Charlie runs foul of every one of these women, plus a couple more, to excellent comic effect. The domestic relationships are beautifully evoked: in particular, I feel as if I know each of the three daughters (and am glad I only have sons!). It’s quite an achievement that even though we are made privy to the long and not terribly profound meditations of Charlie and his wife the story zings along. None of the narrative threads lead to anything much: we never find out what happened in a crucial offstage incident; a situation that looks as if it’s going to lead to major catastrophe evaporates without explanation; some actions taken with a great sense of jeopardy have no consequences at all. Maybe the point is that self-deceivers like Charlie get off scot-free, but it felt to me that, apart from a single stinging wordless moment at the end of the chapter before the epilogue, there’s just no pay-off: like a detective story where foreshadowed crimes don’t happen, and confession to real crimes go unpunished.
It’s an enjoyable ride all the same.
The meeting: Richard McHugh came to our meeting – he’s a friend of one of us. He arrived late, which, as someone said, gave us a chance to get all our slagging-off out of the way so we could be civil to the man himself.
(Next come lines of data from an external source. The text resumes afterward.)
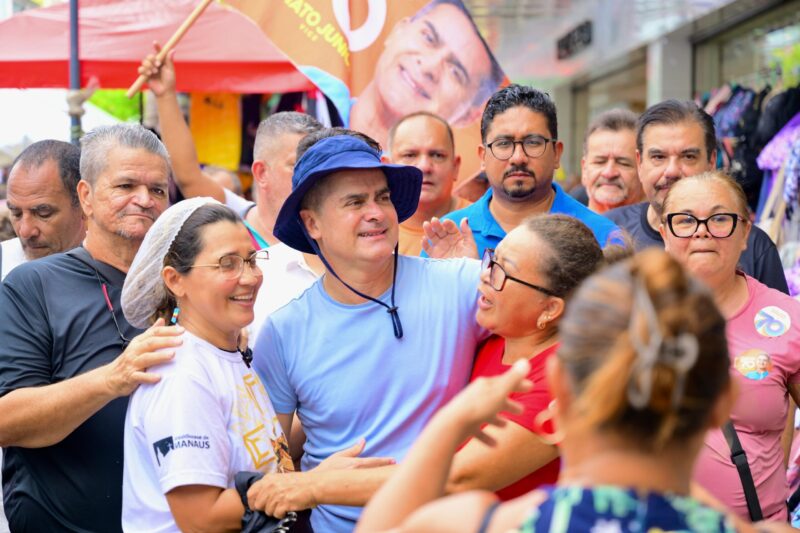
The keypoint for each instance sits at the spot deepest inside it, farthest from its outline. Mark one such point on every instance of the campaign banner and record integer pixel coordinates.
(379, 60)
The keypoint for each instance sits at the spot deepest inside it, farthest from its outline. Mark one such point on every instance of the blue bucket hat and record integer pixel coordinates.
(332, 154)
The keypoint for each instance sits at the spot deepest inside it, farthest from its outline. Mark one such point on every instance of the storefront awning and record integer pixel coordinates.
(223, 52)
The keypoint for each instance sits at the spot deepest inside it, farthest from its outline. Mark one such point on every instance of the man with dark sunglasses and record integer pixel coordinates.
(68, 356)
(675, 139)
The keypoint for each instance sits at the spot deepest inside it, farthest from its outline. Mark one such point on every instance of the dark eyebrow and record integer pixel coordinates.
(435, 33)
(349, 197)
(452, 57)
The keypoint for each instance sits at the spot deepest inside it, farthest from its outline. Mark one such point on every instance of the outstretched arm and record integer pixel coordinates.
(423, 475)
(174, 130)
(35, 417)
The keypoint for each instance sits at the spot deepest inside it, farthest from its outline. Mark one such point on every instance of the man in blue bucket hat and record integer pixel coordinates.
(376, 346)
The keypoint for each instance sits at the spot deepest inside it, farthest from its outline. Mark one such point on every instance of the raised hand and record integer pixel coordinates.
(444, 240)
(160, 76)
(348, 459)
(150, 348)
(483, 399)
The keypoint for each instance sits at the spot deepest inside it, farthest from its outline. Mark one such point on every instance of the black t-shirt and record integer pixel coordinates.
(55, 324)
(760, 260)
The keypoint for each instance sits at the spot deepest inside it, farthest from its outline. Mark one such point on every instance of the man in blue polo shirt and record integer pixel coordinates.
(519, 152)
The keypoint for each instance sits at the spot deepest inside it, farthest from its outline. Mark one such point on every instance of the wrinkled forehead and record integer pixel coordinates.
(354, 180)
(422, 132)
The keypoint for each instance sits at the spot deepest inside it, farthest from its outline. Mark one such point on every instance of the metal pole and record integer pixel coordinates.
(74, 69)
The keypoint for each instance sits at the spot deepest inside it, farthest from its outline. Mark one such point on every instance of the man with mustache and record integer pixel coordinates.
(426, 141)
(67, 361)
(675, 139)
(608, 165)
(519, 152)
(43, 203)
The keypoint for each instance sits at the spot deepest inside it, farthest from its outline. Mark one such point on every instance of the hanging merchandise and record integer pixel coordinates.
(215, 120)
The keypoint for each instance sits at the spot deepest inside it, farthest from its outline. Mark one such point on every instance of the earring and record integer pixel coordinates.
(542, 417)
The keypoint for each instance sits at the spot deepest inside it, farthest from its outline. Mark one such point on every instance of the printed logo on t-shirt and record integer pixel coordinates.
(162, 447)
(753, 364)
(772, 321)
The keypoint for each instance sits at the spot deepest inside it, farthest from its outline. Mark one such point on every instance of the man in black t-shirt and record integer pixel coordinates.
(675, 139)
(66, 366)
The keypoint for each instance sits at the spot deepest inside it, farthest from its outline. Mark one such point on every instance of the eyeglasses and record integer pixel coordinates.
(533, 146)
(719, 225)
(231, 266)
(498, 276)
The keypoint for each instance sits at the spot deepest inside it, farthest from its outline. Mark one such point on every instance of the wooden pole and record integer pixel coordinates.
(177, 36)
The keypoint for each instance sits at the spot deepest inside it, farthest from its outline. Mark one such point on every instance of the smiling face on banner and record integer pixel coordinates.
(379, 61)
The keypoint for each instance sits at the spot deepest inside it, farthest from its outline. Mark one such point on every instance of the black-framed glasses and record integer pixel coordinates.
(498, 276)
(719, 225)
(532, 145)
(231, 266)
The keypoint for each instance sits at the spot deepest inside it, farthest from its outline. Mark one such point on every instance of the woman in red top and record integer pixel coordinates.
(523, 287)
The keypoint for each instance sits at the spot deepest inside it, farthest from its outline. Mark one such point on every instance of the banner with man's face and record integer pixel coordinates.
(379, 60)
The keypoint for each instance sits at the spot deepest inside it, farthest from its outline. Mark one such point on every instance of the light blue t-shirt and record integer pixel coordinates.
(488, 232)
(341, 367)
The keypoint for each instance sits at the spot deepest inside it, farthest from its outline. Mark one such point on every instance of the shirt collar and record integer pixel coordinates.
(487, 225)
In the event, there wasn’t any slagging off as such, and the conversation wasn’t painfully civil. We all had a good time, including Richard. He said the three weeks doing publicity since the book was published had been hard work, and it was a pleasure to sit with a group of men who’d actually read the book, especially given that the general wisdom is that it’s mostly women who read fiction. (We were silent about the man in the room who had only reached the halfway point.) I had a list of questions, which I’ll put in white so as not to foist spoilers on you:
- Did Anna know about Charlie’s philandering?
- What actually happened at the barbecue?
- Why didn’t anything come of Charlie’s confession to the police?
It may be Richard’s first published novel, but he wasn’t naive enough to answer the questions outright. He replied to all of them with ‘What do you think?’, but then spoke interestingly. In particular, it turned out that one of the questions had been explicitly answered in an earlier version of the book. He told us what had been cut, and I think we all agreed that the novel worked better with those parts removed, but we were still glad to know the answer. Our own surmises had all been less interesting.
While I still feel the lack of pay-off is a frustrating element, my sense of the ending has changed. I had bought into the central character’s smug belief that he had come though the events of the novel unscathed, seeing the faint rumblings of disquiet around the edges as relatively insignificant. Now I think of it as more like the pleasant family gathering at the end of The Sopranos, where we know that men with machine guns are going to come out of the restaurant toilet and kill them all as soon as the show is over. Charlie doesn’t get his come-uppance in the novel, but the writing is on the wall.